Context Propagation and Baggage in Python OpenTelemetry
A trace only stays whole if its context survives every hop: the trace ID, the parent span ID, and the sampling decision have to ride along with each outbound request and be reconstructed on the other side. Context propagation is the serialization layer that does this, and baggage is the mechanism for carrying your own key-value metadata along the same path. This guide sits within the broader Distributed Tracing and OpenTelemetry in Python guide and builds on a provider configured per OpenTelemetry SDK Setup; it pairs closely with Span Lifecycle and Attributes, which governs the spans whose context you are moving.

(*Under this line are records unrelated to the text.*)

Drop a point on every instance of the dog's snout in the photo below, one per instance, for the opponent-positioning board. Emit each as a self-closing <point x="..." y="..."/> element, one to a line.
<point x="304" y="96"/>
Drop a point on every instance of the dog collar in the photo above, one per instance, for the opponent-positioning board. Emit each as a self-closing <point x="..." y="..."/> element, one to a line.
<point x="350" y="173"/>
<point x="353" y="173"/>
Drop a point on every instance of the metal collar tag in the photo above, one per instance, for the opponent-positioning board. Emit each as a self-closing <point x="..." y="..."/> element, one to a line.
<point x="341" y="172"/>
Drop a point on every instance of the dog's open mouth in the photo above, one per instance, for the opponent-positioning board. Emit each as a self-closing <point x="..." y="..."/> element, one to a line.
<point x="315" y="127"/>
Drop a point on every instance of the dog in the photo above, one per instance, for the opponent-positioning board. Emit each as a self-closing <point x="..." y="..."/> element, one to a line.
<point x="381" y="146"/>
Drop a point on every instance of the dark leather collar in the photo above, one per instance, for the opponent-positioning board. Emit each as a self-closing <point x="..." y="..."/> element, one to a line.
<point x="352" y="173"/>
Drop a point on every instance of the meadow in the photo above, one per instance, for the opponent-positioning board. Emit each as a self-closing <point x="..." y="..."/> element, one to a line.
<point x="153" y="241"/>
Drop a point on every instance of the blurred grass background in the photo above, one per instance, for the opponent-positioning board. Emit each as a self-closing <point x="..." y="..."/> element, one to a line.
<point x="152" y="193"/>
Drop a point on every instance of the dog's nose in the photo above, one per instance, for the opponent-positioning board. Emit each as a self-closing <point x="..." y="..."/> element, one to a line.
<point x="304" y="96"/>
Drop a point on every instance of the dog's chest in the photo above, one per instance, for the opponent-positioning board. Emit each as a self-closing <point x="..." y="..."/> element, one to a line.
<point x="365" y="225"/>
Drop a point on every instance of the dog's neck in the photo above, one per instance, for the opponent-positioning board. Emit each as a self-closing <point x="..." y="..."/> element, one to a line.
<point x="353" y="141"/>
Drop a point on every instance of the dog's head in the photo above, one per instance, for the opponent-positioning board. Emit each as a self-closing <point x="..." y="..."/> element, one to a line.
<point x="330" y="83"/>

Key implementation areas covered below:
- W3C TraceContext and Baggage headers versus the legacy B3 format.
- The
injectandextractlifecycle through theTextMapPropagatorinterface. contextvarsisolation acrossawait, threads, and task queues.- Baggage size limits, serialization cost, and detachment hygiene.
Prerequisites
pip install \
"opentelemetry-api>=1.30.0,<2.0.0" \
"opentelemetry-sdk>=1.30.0,<2.0.0"
For B3 compatibility with a Zipkin-era mesh, also install the propagator extension:
pip install "opentelemetry-propagator-b3>=1.30.0,<2.0.0"
The default global propagator is already composite W3C TraceContext plus Baggage, so most services need no extra propagator configuration. You only override it to add or reorder formats.
Concept and Architecture
Propagation is a header exchange standardized by the W3C TraceContext spec. The traceparent header carries the version, trace ID, parent span ID, and trace flags (including the sampled bit). The tracestate header carries vendor-specific routing data. OpenTelemetry hides the byte format behind the TextMapPropagator interface, which exposes exactly two operations: inject writes the active context into a carrier, and extract reads a carrier back into a Context object.
The lifecycle is strict and directional. On an outbound call the sender invokes inject(carrier), serializing the active context into a mutable mapping such as a dict of HTTP headers, gRPC metadata, or a message payload. On the inbound side the receiver invokes extract(carrier), which returns a new Context containing the remote span context as a parent reference. Crucially, extract does not make that context active. You must call context.attach() to set it as current, and context.detach() to restore the previous state.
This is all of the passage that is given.